• Passion or business savvy, what's more important?

    Quote Originally Posted by Clinton View Post
    This forum and experienced-people.co.uk are hobby sites. My money sites are in industries that I have no passion about. Passion is important if you're building a business, I believe it's less important to have if you're taking over an existing business and injecting efficiencies, contacts, technology, automation...
    I think that's a good subject to expand. IMO, the "passion" thing is really relevant when it comes to blogs. Forums too, if the forum is in its infancy. The passion helps sustain you with a blog because you need something to keep you writing new and original articles for your site day in and day out. Same with a new forum, if you don't get excited about someone joining your forum and asking questions about the topic, you better have someone in there doing it for you or the forum isn't getting off the ground. Passion plus expertise is a real competitive advantage when it comes to blogs especially, and forums if you don't have it yourself you need to get someone else with it. Ok, you could hire a blogger with both passion and expertise, but good luck finding someone like that and good luck affording what they'll cost.

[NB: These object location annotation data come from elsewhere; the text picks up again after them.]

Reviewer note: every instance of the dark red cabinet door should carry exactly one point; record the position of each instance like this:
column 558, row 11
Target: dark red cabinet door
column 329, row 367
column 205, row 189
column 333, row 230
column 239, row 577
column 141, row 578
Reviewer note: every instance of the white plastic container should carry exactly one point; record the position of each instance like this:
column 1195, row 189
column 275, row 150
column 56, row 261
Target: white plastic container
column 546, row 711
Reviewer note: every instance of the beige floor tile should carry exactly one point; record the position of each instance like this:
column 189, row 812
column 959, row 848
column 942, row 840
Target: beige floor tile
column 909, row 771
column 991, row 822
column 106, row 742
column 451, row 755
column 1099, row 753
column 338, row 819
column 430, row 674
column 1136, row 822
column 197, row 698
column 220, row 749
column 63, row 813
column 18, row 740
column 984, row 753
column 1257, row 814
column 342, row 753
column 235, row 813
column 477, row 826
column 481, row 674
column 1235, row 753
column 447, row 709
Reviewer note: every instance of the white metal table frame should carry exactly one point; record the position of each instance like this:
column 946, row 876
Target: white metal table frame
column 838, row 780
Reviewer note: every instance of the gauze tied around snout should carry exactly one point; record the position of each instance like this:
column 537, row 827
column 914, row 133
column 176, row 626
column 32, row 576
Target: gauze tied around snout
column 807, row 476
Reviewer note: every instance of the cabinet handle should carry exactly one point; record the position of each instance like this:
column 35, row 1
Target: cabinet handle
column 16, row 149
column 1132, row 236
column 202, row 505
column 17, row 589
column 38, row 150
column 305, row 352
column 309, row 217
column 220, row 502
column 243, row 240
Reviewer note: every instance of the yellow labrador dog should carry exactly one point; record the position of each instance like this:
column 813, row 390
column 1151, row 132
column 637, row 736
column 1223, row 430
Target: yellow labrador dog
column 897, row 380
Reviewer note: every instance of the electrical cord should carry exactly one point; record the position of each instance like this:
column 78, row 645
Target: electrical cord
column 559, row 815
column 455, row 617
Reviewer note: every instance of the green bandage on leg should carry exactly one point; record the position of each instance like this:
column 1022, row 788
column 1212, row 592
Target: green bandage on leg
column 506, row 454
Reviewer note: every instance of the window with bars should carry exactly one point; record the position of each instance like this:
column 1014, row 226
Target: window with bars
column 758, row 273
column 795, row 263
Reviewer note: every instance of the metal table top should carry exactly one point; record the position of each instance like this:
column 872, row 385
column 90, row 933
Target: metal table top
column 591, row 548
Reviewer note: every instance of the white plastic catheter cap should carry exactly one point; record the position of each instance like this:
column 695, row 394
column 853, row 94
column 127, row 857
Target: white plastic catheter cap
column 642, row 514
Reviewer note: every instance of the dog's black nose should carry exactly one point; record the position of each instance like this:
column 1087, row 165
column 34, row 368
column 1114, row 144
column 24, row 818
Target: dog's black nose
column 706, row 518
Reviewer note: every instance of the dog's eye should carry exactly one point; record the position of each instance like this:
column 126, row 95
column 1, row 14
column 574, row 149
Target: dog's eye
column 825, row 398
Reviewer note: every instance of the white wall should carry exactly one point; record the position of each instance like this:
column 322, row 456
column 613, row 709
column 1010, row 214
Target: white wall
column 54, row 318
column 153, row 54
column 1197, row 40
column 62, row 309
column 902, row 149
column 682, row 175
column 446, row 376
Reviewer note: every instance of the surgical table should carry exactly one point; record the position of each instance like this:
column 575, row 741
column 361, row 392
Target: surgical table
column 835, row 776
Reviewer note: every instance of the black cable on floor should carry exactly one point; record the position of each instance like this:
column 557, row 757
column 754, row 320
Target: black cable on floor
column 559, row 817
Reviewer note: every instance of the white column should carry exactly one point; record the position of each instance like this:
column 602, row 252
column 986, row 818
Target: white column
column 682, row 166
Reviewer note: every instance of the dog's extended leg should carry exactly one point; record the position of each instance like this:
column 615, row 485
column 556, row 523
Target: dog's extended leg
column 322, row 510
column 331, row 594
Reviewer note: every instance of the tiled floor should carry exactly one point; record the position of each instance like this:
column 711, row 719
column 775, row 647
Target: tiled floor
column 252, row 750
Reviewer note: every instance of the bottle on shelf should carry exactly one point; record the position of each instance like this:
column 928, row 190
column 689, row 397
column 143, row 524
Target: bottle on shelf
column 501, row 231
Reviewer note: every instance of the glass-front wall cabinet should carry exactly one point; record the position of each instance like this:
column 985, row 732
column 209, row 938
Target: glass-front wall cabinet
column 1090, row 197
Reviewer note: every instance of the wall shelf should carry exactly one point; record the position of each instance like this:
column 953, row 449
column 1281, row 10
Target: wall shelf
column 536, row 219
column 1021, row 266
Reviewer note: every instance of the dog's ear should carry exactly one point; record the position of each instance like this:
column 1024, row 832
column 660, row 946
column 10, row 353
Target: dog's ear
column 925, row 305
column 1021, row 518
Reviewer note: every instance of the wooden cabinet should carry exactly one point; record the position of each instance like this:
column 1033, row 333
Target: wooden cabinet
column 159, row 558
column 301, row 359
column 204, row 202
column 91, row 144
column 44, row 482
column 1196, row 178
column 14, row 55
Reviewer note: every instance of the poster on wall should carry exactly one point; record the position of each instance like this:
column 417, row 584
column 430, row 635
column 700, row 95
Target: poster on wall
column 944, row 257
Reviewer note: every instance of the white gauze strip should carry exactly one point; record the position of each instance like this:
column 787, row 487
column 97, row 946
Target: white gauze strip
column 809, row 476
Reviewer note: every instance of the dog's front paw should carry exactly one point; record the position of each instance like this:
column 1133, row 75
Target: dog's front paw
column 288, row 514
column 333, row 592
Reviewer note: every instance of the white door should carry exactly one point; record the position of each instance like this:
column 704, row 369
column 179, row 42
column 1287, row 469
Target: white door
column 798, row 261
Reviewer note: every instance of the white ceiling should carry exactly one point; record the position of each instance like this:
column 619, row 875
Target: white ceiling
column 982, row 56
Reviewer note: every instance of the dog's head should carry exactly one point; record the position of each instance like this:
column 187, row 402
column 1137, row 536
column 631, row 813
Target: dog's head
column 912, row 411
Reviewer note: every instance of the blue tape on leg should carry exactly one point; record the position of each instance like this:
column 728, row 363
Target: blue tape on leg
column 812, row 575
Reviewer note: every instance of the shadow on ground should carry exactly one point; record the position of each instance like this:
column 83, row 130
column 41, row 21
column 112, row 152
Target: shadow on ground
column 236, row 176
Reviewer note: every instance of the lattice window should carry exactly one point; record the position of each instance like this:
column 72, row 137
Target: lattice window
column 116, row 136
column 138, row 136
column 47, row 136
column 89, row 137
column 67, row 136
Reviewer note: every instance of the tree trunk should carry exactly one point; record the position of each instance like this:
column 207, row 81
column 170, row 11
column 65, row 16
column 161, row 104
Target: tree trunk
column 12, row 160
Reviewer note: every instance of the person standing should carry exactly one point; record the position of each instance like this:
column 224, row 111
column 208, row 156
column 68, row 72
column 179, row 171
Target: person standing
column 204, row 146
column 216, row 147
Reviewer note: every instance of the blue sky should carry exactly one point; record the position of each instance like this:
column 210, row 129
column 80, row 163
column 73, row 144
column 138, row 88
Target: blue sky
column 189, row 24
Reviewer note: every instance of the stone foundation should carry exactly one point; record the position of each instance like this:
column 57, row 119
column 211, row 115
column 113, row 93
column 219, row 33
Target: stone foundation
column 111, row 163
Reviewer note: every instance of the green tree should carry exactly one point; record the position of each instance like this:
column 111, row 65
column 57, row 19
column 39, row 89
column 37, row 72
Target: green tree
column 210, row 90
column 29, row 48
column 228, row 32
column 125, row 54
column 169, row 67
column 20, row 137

    On the other hand, you don't really have to be passionate about the product you're selling on an ecommerce site. I like to use the word "understand" more than "passion" because I think you really need to understand what you're selling. I think ecommerce sites are more mechanical than blogs. While churning out blog posts may seem mechanical at times, that's the whole point of needing the passion to carry you through. With an ecommerce site, you're going to be doing mundane tasks like processing orders, which could be mostly accounting if you're dropshipping or manual if you're packaging the products yourself. Nobody has a passion for processing orders. Consistency is what you need here, not passion. Understanding the product is going to help you market it far better than passion.

    Hobby sites can, and do, turn into businesses. In fact, when I'm buying forums I really love to find one that was started by a hobbyist who for whatever reason needs to move on. Often the hobbyist is facing the choice of closing down the site because they can't afford the hosting anymore and they don't have the expertise to properly monetize a forum (though Adsense has been a great help to many hobbyist site owners). And, that happens just at the point in time when the site starts to get serious traffic (the hosting company is banging at the door telling them to upgrade to a dedicated server). It takes some specialized experience to do it well, and that's where I enjoy being, but still I don't buy forums even if they were started by hobbyists and have a great community, unless I understand the product/industry/marketplace/etc...

    Anyway, Clinton, if you want to spin that off to a new topic that's fine, it's an interesting topic of consideration. We regularly have people receiving the advice of going with your passion, but you're absolutely correct that it's not a necessity in business to have passion. Understanding, maybe, we can make a good argument for that, but passion, not always.